Re: [syzbot] [net?] KASAN: slab-use-after-free Read in unix_stream_read_actor (2)

From: Shoaib Rao
Date: Mon Sep 09 2024 - 20:29:38 EST




On 9/6/2024 10:06 PM, Shoaib Rao wrote:

On 9/6/2024 9:48 AM, Shoaib Rao wrote:

On 9/6/2024 5:37 AM, Eric Dumazet wrote:
On Thu, Sep 5, 2024 at 10:48 PM Shoaib Rao <rao.shoaib@xxxxxxxxxx> wrote:

On 9/5/2024 1:35 PM, Kuniyuki Iwashima wrote:
From: Shoaib Rao <rao.shoaib@xxxxxxxxxx>
Date: Thu, 5 Sep 2024 13:15:18 -0700
On 9/5/2024 12:46 PM, Kuniyuki Iwashima wrote:
From: Shoaib Rao <rao.shoaib@xxxxxxxxxx>
Date: Thu, 5 Sep 2024 00:35:35 -0700
Hi All,

I am not able to reproduce the issue. I have run the C program at least
100 times in a loop. In the I do get an EFAULT, not sure if that is
intentional or not but no panic. Should I be doing something
differently? The kernel version I am using is
v6.11-rc6-70-gc763c4339688. Later I can try with the exact version.
The -EFAULT is the bug meaning that we were trying to read an consumed skb.

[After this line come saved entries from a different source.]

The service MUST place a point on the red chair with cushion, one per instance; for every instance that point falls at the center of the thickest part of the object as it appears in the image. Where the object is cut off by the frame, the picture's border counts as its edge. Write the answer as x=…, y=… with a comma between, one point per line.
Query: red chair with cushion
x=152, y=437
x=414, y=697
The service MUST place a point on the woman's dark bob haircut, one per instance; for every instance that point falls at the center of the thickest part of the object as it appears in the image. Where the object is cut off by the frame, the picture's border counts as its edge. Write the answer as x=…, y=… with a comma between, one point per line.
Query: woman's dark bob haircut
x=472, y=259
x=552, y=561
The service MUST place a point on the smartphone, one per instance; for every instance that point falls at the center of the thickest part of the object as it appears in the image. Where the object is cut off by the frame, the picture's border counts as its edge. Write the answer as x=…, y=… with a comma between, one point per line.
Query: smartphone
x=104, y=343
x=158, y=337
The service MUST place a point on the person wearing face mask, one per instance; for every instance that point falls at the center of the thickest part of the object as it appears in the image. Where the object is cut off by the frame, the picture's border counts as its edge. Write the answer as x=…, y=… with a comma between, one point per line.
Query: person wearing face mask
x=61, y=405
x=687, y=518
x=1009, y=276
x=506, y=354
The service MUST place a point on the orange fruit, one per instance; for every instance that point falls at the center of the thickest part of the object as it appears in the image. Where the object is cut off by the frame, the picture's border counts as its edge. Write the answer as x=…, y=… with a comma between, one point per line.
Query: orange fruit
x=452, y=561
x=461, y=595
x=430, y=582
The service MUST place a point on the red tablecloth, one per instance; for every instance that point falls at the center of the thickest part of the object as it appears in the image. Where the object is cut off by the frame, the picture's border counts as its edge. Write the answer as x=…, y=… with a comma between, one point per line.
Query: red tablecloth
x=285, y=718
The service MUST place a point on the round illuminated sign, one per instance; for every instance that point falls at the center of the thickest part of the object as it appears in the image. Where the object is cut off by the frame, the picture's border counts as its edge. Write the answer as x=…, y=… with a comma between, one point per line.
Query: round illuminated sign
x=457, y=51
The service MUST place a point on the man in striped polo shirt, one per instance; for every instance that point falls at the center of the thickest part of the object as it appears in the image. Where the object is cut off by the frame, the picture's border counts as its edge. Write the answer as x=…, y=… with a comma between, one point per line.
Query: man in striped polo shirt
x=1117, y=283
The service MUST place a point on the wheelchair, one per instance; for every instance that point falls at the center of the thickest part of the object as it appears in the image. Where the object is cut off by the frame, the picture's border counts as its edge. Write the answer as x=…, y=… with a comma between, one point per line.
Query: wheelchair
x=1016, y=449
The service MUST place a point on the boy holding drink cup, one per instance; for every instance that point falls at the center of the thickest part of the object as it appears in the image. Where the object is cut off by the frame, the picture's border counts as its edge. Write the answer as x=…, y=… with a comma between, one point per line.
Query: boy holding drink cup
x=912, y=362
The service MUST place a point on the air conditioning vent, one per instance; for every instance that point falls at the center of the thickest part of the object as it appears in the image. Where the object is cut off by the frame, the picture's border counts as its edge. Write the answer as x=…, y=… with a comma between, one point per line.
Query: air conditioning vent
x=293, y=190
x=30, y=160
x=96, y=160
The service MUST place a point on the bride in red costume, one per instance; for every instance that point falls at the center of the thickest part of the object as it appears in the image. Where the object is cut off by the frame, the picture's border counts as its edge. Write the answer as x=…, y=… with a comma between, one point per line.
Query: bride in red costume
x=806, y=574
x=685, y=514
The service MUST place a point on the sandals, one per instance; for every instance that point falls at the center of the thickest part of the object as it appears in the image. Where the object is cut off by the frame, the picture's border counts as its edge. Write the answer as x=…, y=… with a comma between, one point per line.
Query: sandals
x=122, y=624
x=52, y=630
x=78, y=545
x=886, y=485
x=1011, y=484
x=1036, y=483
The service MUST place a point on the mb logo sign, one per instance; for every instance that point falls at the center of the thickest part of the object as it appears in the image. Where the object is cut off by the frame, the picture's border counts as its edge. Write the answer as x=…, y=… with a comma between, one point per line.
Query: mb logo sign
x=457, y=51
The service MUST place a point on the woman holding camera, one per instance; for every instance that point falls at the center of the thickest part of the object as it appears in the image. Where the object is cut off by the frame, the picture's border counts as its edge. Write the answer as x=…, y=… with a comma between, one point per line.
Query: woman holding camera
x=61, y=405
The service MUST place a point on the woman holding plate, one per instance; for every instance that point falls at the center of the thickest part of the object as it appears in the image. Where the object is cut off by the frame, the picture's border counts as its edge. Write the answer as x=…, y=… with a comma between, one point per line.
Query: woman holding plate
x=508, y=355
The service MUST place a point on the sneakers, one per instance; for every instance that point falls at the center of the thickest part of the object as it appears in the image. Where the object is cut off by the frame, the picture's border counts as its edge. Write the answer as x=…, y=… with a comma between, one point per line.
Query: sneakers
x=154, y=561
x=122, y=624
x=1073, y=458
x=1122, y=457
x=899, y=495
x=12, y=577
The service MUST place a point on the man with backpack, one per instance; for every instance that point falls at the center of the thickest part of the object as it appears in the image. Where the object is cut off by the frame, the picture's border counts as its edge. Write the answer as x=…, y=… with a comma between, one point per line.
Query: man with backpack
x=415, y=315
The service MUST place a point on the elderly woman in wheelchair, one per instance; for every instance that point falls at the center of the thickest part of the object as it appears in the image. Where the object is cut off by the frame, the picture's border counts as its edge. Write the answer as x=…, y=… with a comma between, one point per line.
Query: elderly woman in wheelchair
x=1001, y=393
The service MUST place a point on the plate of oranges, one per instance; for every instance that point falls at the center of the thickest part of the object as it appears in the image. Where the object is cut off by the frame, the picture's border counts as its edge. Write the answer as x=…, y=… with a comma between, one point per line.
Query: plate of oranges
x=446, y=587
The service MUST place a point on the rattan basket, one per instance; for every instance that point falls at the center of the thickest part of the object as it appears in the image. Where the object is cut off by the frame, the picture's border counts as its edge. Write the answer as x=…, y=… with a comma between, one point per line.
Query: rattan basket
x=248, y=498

But the first bug is in recvfrom() that shouldn't be able to read OOB skb
without MSG_OOB, which doesn't clear unix_sk(sk)->oob_skb, and later
something bad happens.

     socketpair(AF_UNIX, SOCK_STREAM, 0, [3, 4]) = 0
     sendmsg(4, {msg_name=NULL, msg_namelen=0, msg_iov=[{iov_base="\333", iov_len=1}], msg_iovlen=1, msg_controllen=0, msg_flags=0}, MSG_OOB|MSG_DONTWAIT) = 1
     recvmsg(3, {msg_name=NULL, msg_namelen=0, msg_iov=NULL, msg_iovlen=0, msg_controllen=0, msg_flags=MSG_OOB}, MSG_OOB| MSG_WAITFORONE) = 1
     sendmsg(4, {msg_name=NULL, msg_namelen=0, msg_iov=[{iov_base="\21", iov_len=1}], msg_iovlen=1, msg_controllen=0, msg_flags=0}, MSG_OOB|MSG_NOSIGNAL|MSG_MORE) = 1
recvfrom(3, "\21", 125, MSG_DONTROUTE|MSG_TRUNC|MSG_DONTWAIT, NULL, NULL) = 1
     recvmsg(3, {msg_namelen=0}, MSG_OOB|MSG_ERRQUEUE) = -1 EFAULT (Bad address)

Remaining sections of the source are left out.